16. ENTIRE AGREEMENT
This Agreement contains the entire Agreement between the Parties. All negotiations and understandings have been included in this Agreement. Statements or
representations which may have been made by any Party to this Agreement in the negotiation stages of this Agreement may in some way be inconsistent with this final written Agreement. All such statements are declared to be of no value in this Agreement. Only the written terms of this Agreement shall bind the Parties.
Annex 1 – Payment Terms and Process of Collaboration
A1 – The content shall
be developed and published by the Company on the following channels/platforms:
Facebook/Meta
YouTube
A2 – The client’s brand will be tagged accordingly on the post when the content is published. In the event of more than one social media account held by the client, only one account shall be selected and included in the post such that the post shall only include one brand tag for the client.
The Company shall schedule one post per month with the Client, with all posts to be scheduled in advance. If there are approval delays on the Client’s part without timely notice to the Company, the Company does not guarantee an automatic extension, and the monthly slot may be forfeited. To avoid this, the Client must provide the Company with at least thirty (30) days’ notice prior to the intended launch date of specific content.
A4 – The client agrees to pay MAKA Visuals Ltd. an upfront payment covering six (6) months of service before any work begins.
A4.1 Work will commence once the payment has been received.
A4.2 Following the completion of the six-month period, a subscription will start, with payment terms to be agreed upon by both Parties as per the package subscribed to by the client.
A4.3 The Client may terminate the subscription by providing notice at least three (3) months before the publication of the final post.

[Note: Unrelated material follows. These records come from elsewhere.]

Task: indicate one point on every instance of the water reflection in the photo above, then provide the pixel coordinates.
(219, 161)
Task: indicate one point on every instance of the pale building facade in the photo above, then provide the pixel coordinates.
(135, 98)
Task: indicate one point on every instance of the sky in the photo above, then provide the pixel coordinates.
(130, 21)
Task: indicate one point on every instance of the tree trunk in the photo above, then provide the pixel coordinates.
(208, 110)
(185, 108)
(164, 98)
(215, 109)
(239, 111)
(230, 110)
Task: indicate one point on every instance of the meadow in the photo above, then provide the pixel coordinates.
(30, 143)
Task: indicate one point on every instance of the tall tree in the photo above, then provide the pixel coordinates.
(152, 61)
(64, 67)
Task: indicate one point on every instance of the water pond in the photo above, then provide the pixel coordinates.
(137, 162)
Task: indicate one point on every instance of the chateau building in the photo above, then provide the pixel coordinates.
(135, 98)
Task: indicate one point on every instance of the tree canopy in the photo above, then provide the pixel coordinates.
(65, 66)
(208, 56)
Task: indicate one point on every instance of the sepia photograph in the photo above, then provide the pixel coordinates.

If the Client wishes to terminate the subscription immediately, the Company does not guarantee that such a request can be accommodated.
A4.3 No content shall be published unless payment has been settled in full by the client.
A4.4 The Parties
acknowledge and agree that any delays in payments or approvals by the client may delay the process and established dates for the project. In the event that the client delays the process by more than thirty (30) days from the dates pre-established and agreed in A4 above, it is hereby forfeiting its right to the publishing the specific post during that slot.
A5 – The Parties
acknowledge and agree that the content is not intended to be promotional or sales-oriented in nature, but will focus more on creativity, entertainment, education, and quality.
A6 – Following payment
by the client in accordance with A4.1 above, the process for content creation shall be as follows:
A6.1 The client shall
provide topics on which the content is to be based. In the case of 6 posts, 10 ideas for topics are to be provided. By way of example, topics shall be ‘5-inch wireless monitor system’ or ‘Bi-color LED’.
A6.2 The Company shall
come up with creative ideas to include text and copy related to the topics provided.
A6.3 The client shall
be presented with these ideas and shall provide feedback in relation to whether the content created is in-keeping with its brand or whether it could be perceived to impact its brand negatively. The creative direction shall rest with the Company, and its decision shall be final.
A6.4 The final content created shall be shared with the client by the Company before it gets published online on the Company channels outlined in A1 above. This content is to remain confidential until it is published by the Company.